19 September 2019

Born early, Noah had already managed to survive Twin to Twin Transfusion Syndrome (TTTS) and spent the lead up to Christmas battling to stay alive in Intensive Care.

Noah was conceived via IVF, from the only embryo good enough to implant, then that embryo split into two and Noah’s mum, Kim, and her husband were delighted to be having two miracle babies after years of trying to start a family.

However, at 17 weeks, came the discovery that the twins had TTTS, where one twin transfuses blood to the other whilst in the womb.  A week later Noah’s mum had laser surgery and she told us that, “An hour afterwards, I was scanned and they found two heartbeats. We were so happy and felt so lucky!”

“During a scan the next day the consultant took a long time and I knew something was wrong. He told me my smaller twin had passed away and my bigger twin was showing signs of heart failure. I was distraught and in agony. We also found out we were having boys. I had to continue to carry both babies as I couldn’t risk anything happening to our surviving twin.”

“It turned out our survivor wasn’t suffering heart failure and continued to grow. But lots of things continued to go wrong. At 24 weeks my waters broke early and later in the week my placenta started to come away and a clot formed close to the opening of my cervix.”

At just 28 weeks and 5 days the boys were born. Noah arriving first, weighing 2lb 4oz and his little brother Isaac arriving afterwards weighing just 1oz.

“Noah was taken to intensive care and Isaac was taken to the morgue. The pain I felt was both emotional and physical. I wouldn’t be able to cope if I lost Noah too. I was utterly broken.”

The pain I felt was both emotional and physical. I wouldn’t be able to cope if I lost Noah too. I was utterly broken.
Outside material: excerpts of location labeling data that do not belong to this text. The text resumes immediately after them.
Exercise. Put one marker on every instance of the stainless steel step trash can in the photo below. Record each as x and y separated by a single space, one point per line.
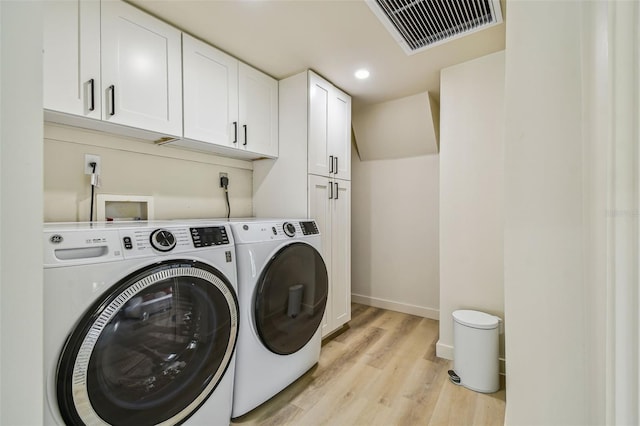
475 350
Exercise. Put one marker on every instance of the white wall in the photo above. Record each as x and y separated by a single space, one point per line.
183 184
394 234
550 310
471 191
21 392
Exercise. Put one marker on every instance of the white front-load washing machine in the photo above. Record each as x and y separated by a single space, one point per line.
282 291
140 323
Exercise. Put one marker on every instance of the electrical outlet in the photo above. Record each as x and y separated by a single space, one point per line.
222 174
91 158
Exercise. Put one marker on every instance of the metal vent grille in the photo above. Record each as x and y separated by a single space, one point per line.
419 24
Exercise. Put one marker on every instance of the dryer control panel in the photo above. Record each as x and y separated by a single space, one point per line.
273 230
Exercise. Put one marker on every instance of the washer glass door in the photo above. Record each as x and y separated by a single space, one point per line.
291 297
152 349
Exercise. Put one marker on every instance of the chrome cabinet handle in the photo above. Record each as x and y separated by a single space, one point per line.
92 102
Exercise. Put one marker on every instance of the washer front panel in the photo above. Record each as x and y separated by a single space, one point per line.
152 350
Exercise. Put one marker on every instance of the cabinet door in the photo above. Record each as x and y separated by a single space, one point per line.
71 59
318 138
210 93
340 139
258 105
141 70
340 253
319 209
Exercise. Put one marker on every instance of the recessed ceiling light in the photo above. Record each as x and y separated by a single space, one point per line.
362 74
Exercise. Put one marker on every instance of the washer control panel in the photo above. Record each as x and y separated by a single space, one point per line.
289 229
309 228
209 236
271 230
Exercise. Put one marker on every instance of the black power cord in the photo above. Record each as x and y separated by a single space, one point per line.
224 182
93 187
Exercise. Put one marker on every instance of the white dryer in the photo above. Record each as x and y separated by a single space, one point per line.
140 323
282 291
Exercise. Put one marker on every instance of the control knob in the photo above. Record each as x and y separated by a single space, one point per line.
162 240
289 229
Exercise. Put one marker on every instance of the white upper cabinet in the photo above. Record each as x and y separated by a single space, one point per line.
141 70
139 76
71 59
210 93
258 102
329 129
227 103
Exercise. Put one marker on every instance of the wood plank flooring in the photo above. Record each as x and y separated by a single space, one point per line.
381 370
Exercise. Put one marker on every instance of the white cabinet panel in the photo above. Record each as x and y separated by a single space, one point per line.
340 207
71 59
319 96
330 206
141 70
210 93
320 210
340 139
258 102
307 123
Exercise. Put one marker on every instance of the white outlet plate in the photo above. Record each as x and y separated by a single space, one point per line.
91 158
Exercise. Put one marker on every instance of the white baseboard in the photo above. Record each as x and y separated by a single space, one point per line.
396 306
446 352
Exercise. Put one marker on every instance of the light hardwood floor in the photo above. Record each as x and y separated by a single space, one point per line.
381 370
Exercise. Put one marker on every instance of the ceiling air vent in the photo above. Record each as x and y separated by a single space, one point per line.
420 24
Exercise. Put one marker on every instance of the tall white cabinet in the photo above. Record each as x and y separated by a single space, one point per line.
311 177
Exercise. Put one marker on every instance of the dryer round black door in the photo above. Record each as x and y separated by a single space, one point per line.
152 349
291 297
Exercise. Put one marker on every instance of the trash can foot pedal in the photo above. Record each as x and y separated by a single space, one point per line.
455 379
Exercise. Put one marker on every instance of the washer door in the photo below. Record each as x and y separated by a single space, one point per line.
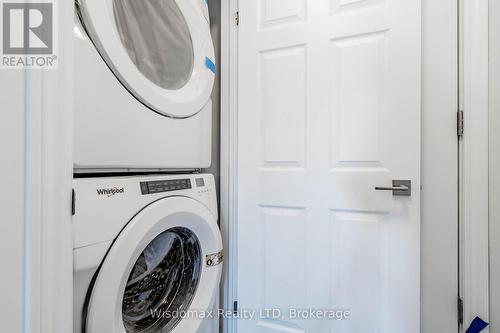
160 50
164 263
 “Later, we went to see Noah. I will never forget the first time I was wheeled into that unit. The noises will always be with me. My baby boy looked like a plastic doll. I tried not to love him to protect myself but it was impossible. I was paralysed with fear I would lose him too and broke down every day next to his incubator”.

Noah struggled through for ten long weeks of extreme ups and downs, attached to wires and breathing equipment. He endured three blood transfusions and three treatments for sepsis, with so many backward steps in between.

But, at last, Noah came home on oxygen in time for Christmas!

Noah’s family were thrilled to have him home in time for Christmas. But it was bittersweet for them. Noah’s Mum told us, “We held a funeral service for Isaac. He had to be recognised - maybe not legally but he is just as much our little boy as Noah is. They were identical and I'm wracked with guilt every day that Noah doesn't have his brother.”

Sadly there are many more families like Noah’s. Twin pregnancies are still more than one and a half times more likely to end in a stillbirth and more than three times more likely to end with a neonatal death than singleton babies. So while you are reading this, other families will be grieving for a lost baby or babies, and preemies, like Noah, will be fighting to survive in intensive care.

I was pleased to raise £880 to help pay for research in the hope of helping other families, to spare them the pain we went through.

Medical Research is the key to preventing prematurity, discovering better treatments for conditions such as TTTS and saving babies lives.  Noah’s mum told us that “I felt so strongly about the research being funded by Twins Trust, I ran the Cardiff Half Marathon to help fund it. I was pleased to raise £880 to help pay for research in the hope of helping other families, to spare them the pain we went through. We want all babies to make it home for Christmas”

We want all babies to make it home for Christmas.